Read pictured at home in 1958 (photo by Roloff Beny)
Born 4 December 1893(1893-12-04)
Kirkbymoorside, North Yorkshire
Died 12 June 1968 (aged 74)
Stonegrave, North Yorkshire
Occupation Poet, modern art historian, and literary & art critic
Nationality English
Writing period 1915–1968

Sir Herbert Edward Read, DSO, MC (1893–1968) was an English anarchist poet, and critic of literature and art. He was one of the earliest English writers to take notice of existentialism, and was strongly influenced by proto-existentialist thinker Max Stirner.

Contents

Early life

He was born in Kirkbymoorside in North Yorkshire. His studies at the University of Leeds were interrupted by the outbreak of the First World War, during which he served with the Green Howards in France, He received the Military Cross and the Distinguished Service Order, and reached the rank of Captain. During the war Read founded the journal Arts and Letters with Frank Rutter, one of the first literary periodicals to publish work by T. S. Eliot.[1]

Early work

Read's first volume of poetry was Songs of Chaos, self-published in 1915. His second collection, published in 1919, was called Naked Warriors, and drew on his experiences fighting in the trenches of the First World War. His work, which shows the influence of Imagism, was mainly in free verse. His Collected Poems appeared in 1946. As a critic of literature, Read mainly concerned himself with the English Romantic poets (e.g., The True Voice of Feeling: Studies in English Romantic Poetry, 1953). He published a novel, The Green Child. He contributed to the Criterion (1922–1939) and he was for many years a regular art critic for the Listener.

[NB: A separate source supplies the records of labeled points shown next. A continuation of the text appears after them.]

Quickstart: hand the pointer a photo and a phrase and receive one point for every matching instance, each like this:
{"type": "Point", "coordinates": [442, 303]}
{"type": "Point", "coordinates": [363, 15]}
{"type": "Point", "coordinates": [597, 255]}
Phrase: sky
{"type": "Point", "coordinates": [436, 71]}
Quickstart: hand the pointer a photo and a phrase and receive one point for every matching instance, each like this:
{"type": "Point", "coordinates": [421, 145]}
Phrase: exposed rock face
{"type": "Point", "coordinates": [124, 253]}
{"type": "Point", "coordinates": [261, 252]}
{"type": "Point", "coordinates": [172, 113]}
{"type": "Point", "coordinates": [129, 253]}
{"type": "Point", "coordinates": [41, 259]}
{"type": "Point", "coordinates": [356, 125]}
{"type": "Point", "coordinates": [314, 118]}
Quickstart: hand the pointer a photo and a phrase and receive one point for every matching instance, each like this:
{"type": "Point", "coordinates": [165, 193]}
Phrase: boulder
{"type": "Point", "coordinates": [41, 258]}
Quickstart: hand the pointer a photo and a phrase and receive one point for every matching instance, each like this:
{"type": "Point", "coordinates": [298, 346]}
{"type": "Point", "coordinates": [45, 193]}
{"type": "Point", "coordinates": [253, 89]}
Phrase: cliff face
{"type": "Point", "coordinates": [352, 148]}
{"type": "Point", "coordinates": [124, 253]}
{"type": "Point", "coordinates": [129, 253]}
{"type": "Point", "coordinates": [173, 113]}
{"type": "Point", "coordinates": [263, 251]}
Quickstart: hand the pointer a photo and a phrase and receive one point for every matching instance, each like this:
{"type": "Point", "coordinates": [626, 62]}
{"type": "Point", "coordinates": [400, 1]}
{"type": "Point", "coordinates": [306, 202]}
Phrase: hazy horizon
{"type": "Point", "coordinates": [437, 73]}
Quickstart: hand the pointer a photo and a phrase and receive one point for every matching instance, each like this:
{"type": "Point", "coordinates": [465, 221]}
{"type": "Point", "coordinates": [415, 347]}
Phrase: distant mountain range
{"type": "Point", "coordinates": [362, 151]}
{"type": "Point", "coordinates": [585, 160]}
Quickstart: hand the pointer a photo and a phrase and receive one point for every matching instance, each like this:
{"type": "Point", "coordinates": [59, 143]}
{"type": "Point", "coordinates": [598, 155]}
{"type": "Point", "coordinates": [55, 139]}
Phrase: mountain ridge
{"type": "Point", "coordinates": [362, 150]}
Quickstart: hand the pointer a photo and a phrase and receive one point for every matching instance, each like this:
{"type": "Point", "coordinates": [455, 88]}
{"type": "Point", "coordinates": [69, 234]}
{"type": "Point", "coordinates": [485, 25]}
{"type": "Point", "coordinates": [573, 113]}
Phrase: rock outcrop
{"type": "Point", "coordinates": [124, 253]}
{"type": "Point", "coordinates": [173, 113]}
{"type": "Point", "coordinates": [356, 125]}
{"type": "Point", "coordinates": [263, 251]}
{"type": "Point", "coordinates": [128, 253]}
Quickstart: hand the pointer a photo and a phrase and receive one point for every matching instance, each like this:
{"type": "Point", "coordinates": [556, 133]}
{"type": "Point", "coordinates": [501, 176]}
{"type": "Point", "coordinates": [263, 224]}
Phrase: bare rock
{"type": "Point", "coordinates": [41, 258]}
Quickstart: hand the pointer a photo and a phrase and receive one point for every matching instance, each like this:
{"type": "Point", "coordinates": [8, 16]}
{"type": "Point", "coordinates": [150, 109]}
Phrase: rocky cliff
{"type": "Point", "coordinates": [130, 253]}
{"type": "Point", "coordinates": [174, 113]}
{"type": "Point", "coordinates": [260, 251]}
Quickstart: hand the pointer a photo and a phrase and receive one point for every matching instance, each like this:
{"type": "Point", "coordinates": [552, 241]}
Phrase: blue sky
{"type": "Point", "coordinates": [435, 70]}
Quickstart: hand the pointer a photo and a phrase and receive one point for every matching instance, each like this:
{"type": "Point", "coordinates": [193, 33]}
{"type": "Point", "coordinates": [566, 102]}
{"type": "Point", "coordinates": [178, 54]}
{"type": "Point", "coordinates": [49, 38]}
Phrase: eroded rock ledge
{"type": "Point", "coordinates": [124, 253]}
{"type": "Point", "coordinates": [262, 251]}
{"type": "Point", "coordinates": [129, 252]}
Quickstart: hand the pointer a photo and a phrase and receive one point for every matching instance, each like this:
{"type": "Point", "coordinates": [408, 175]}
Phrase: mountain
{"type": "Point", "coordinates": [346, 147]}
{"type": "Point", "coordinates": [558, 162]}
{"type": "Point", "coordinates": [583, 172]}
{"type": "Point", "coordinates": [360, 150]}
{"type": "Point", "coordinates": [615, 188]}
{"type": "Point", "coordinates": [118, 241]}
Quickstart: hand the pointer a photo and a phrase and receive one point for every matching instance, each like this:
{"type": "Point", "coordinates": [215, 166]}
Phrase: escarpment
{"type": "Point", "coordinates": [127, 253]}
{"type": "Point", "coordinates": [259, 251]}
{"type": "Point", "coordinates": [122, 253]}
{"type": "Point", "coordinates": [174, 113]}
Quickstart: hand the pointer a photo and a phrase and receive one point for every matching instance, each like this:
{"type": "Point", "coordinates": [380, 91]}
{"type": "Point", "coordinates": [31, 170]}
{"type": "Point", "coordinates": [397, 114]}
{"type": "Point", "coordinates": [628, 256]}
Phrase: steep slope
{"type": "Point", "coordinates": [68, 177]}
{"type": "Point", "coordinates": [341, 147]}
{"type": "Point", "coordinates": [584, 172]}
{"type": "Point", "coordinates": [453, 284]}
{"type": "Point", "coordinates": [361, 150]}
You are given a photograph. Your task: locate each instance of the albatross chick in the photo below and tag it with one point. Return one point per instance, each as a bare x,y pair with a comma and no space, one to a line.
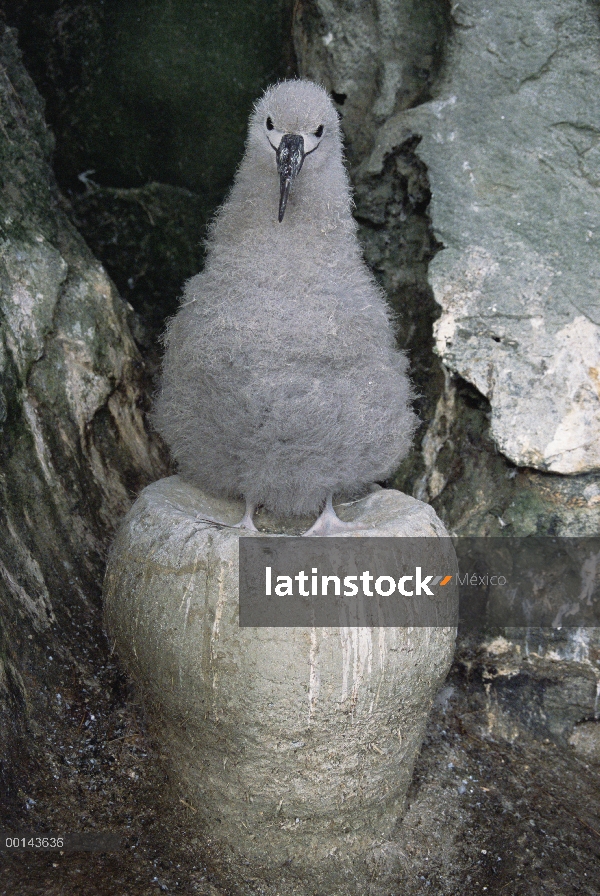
281,381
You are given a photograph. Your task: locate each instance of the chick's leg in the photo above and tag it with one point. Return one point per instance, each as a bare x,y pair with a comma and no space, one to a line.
329,523
246,521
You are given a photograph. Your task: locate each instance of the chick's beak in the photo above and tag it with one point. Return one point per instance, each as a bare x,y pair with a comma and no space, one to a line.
290,155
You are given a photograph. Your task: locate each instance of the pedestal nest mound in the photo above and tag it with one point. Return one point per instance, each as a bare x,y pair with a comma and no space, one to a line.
295,746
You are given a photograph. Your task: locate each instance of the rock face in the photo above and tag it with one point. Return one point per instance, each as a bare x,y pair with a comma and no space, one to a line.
74,445
511,144
149,105
512,192
296,746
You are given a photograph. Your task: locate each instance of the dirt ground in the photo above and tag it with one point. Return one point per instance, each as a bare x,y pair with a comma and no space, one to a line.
493,808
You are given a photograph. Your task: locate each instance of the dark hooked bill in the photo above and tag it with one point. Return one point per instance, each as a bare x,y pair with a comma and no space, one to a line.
290,156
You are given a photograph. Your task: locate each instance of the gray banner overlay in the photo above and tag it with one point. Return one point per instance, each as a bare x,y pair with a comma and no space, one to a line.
24,841
475,583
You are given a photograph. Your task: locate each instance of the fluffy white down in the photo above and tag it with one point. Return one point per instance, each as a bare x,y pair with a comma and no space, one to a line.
281,381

Read was also interested in the art of writing. He cared deeply about style and structure and summarized his views in English Prose Style (1928), a primer on, and a philosophy of, good writing. The book is considered one of the best on the foundations of the English language and how those foundations can be and have been used to write English with elegance and distinction.

Art criticism

However, Read was (and remains) better known as an art critic. He was a champion of modern British artists such as Paul Nash, Ben Nicholson, Henry Moore and Barbara Hepworth. He became associated with Nash's contemporary arts group Unit One. Read was professor of fine arts at the University of Edinburgh (1931–33) and editor of the trend-setting Burlington Magazine (1933–38). He was one of the organisers of the London International Surrealist Exhibition in 1936 and editor of the book Surrealism, published in 1936, with contributions from André Breton, Hugh Sykes Davies, Paul Éluard, and Georges Hugnet. He also served as a trustee of the Tate Gallery and as a curator at the Victoria & Albert Museum (1922–1939), as well as co-founding the Institute of Contemporary Arts with Roland Penrose in 1947.

From 1953–54 Read served as the Norton Professor at Harvard University. He also wrote "The Happy Warrior", a poem.

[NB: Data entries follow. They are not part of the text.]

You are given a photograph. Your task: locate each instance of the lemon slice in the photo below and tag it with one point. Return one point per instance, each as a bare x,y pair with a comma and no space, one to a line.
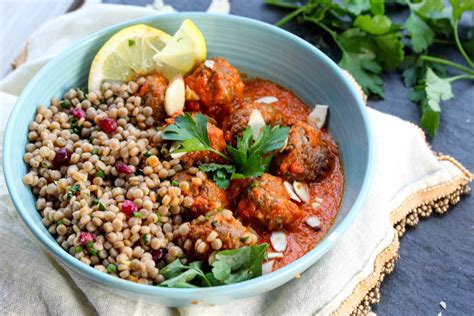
127,54
183,52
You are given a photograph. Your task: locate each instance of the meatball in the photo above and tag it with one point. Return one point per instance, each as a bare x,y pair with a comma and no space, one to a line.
237,122
306,157
216,139
218,230
268,203
206,197
217,84
153,94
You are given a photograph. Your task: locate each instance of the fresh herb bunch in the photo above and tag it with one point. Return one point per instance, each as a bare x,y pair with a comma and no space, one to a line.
371,43
251,158
228,267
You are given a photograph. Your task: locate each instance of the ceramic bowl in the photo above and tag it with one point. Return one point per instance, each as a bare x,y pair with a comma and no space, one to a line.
255,48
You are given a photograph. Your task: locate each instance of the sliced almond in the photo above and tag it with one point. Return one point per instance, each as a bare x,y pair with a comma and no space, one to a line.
279,241
256,123
173,147
291,192
267,100
302,190
267,267
274,255
284,145
209,64
190,95
175,96
314,222
318,115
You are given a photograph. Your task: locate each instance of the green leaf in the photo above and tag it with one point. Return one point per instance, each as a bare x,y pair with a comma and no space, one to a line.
357,6
429,120
460,7
389,50
437,89
420,33
186,127
237,265
377,7
221,174
378,25
181,280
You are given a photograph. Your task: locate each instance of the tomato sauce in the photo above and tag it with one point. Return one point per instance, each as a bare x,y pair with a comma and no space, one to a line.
301,237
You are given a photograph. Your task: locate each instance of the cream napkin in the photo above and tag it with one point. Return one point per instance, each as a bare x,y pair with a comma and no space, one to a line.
33,283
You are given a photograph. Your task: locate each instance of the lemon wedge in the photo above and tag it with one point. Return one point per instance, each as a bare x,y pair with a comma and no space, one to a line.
183,52
127,54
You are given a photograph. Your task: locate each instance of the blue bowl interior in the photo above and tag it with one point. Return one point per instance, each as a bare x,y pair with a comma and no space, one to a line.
256,49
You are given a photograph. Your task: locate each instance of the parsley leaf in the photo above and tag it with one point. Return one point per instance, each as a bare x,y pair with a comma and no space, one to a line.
230,266
192,132
237,265
221,174
249,156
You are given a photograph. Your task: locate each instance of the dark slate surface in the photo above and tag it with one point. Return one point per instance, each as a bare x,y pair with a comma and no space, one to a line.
437,257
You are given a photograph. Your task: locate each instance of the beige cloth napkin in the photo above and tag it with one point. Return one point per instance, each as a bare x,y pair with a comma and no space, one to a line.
407,174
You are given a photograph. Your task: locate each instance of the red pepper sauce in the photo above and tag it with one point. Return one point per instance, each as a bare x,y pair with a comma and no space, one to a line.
302,238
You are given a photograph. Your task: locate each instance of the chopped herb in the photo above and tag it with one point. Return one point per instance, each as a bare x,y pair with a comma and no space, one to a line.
221,174
146,239
112,268
101,207
64,104
100,174
73,190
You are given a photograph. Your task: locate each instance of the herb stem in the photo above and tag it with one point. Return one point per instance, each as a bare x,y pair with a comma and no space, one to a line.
282,4
290,16
461,49
470,77
447,63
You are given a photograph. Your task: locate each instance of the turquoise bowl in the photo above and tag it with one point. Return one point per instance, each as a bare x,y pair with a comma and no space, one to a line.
255,48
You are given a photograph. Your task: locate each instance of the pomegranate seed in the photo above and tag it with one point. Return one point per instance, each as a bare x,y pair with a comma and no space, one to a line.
78,113
158,255
62,158
128,207
85,237
108,125
123,168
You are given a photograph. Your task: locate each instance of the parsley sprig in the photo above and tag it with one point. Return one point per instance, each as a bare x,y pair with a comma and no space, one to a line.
371,43
191,132
250,158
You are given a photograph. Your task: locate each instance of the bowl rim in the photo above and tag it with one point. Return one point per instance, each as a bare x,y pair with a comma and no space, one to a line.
259,284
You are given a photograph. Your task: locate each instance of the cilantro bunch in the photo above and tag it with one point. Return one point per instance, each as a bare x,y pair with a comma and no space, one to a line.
371,43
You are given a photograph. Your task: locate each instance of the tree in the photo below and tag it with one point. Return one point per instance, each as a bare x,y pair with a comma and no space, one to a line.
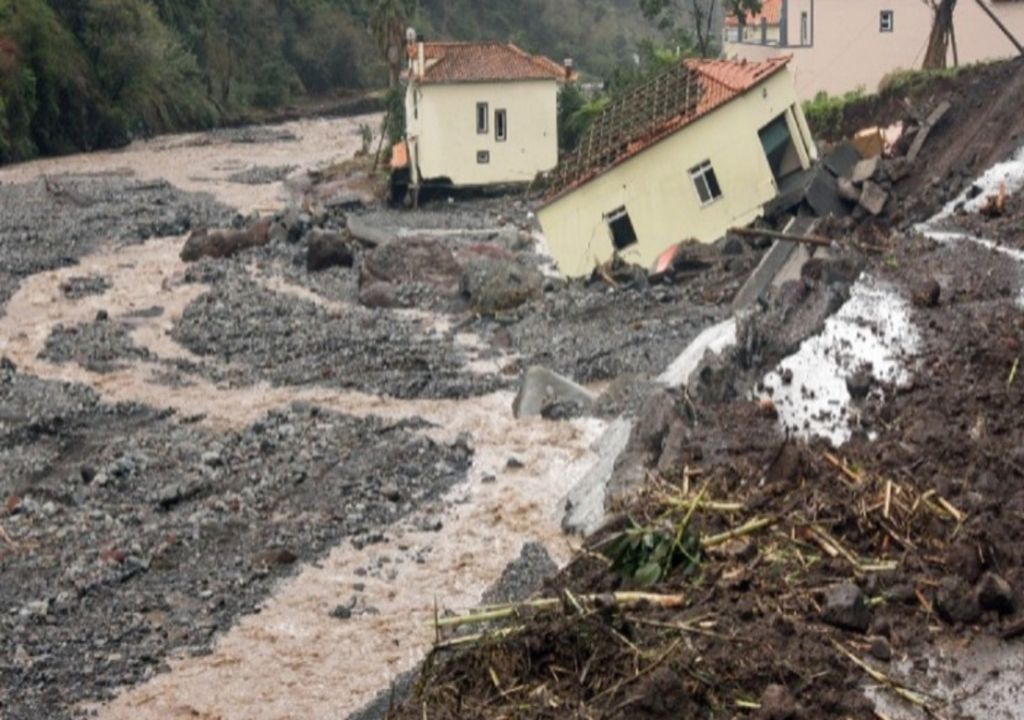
387,23
942,33
701,15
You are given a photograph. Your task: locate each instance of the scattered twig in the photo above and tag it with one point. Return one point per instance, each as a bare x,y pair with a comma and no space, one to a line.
912,696
473,639
744,530
623,599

Anarchism and philosophical outlook

Politically Read regarded himself as an anarchist, albeit in the English quietist tradition of Edward Carpenter and William Morris. Nevertheless, he was knighted on the recommendation of Prime Minister Winston Churchill in 1953 for "services to literature".

Dividing Read's writings on politics from those on art and culture is difficult as he saw art, culture and politics as a single congruent expression on human consciousness. His total work amounts to over 1,000 published titles.

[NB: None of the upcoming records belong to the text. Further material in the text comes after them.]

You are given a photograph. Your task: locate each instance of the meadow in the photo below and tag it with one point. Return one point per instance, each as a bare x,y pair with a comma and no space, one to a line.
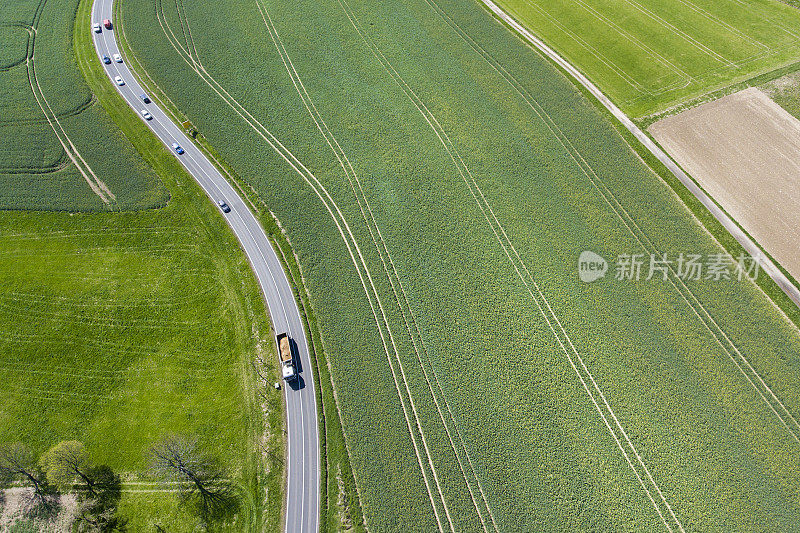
121,328
59,150
649,55
438,181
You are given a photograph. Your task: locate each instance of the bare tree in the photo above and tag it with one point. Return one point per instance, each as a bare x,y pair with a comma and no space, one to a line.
178,459
67,461
17,461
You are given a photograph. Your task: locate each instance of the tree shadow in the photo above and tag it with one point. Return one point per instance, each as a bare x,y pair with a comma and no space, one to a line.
217,503
45,506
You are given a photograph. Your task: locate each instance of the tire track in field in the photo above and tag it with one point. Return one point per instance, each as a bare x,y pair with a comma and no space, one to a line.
740,361
713,18
678,32
341,224
602,406
95,183
383,252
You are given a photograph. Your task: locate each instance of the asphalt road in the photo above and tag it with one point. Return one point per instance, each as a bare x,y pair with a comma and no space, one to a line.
303,454
747,243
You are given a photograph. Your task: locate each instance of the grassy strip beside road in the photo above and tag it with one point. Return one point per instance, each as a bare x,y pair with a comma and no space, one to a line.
140,324
340,498
59,149
448,318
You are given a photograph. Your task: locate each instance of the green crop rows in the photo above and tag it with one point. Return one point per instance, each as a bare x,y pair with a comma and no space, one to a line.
120,328
648,55
438,180
58,149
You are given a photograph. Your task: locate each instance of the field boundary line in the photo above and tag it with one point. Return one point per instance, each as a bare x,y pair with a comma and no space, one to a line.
705,316
462,168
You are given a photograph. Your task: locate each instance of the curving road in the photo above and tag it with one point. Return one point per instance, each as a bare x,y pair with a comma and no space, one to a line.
303,454
742,238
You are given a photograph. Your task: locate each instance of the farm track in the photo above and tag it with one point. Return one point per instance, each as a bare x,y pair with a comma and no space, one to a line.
784,416
388,267
624,443
95,183
344,231
663,509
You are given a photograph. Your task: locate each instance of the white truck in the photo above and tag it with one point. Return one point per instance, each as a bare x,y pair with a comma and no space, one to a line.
287,361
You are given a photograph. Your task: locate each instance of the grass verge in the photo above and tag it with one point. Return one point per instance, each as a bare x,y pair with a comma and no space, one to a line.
340,498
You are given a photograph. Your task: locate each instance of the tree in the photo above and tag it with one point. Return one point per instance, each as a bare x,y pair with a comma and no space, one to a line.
65,462
177,458
17,462
98,511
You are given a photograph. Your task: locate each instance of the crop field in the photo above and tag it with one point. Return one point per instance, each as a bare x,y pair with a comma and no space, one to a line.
438,181
58,149
120,328
648,55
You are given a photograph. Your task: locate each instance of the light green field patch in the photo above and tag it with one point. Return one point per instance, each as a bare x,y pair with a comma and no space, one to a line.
50,123
648,54
15,49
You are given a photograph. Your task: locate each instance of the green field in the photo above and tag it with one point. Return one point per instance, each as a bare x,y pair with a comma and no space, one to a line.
58,149
648,55
119,328
438,181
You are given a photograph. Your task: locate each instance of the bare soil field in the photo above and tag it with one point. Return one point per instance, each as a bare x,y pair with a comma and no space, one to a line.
744,150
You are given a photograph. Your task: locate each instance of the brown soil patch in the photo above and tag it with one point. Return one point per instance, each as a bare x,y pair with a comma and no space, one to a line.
744,150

To Hell With Culture was republished by Routledge in 2002 and deals specifically with Read's disdain for the term culture and expands on his anarchist view of the artist as artisan, as well as presenting a major analysis of the work of Eric Gill.

In his philosophical outlook, Read was close to the European Idealist traditions represented by Friedrich von Schelling, Johann Gottlieb Fichte, and Samuel Taylor Coleridge, believing that reality as it is experienced by the human mind was as much a product of the human mind as any external or objective actuality. In other words, the mind is not a camera recording the reality it perceives through the eyes; it is also a projector throwing out its own reality. This meant that art was not, as many Marxists believed, simply a product of a bourgeois society, but a psychological process that had evolved simultaneously to the evolution of consciousness. Art was, therefore, a biological phenomenon, a view that frequently pitted Read against Marxist critics such as Anthony Blunt in the 1930s. Read, in this respect, was influenced by developments in German art psychology. His Idealist background also led Read towards an interest in psychoanalysis. Read became a pioneer in the English-speaking world in the use of psychoanalysis as a tool for art and literary criticism.

Read was probably the first English writer to take an interest in the writings of the French Existentialists, as early as 1949, particularly those of Jean-Paul Sartre. Although Read never described himself as an existentialist, he did acknowledge that his theories often found support among those who did. Read perhaps was the closest England came to an existentialist theorist of the European tradition.[2]

Death and legacy

Following his death in 1968, Read was neglected, arguably due to the increasing predominance of social theories of art, including Marxism, in academia. His work continued to be read by some followers and academics. In the 1990s there was a revival of interest in him following a major exhibition in 1993 at Leeds City Art Gallery. Since then more of his work has been republished and there was a Herbert Read Conference, at Tate Britain in June 2004.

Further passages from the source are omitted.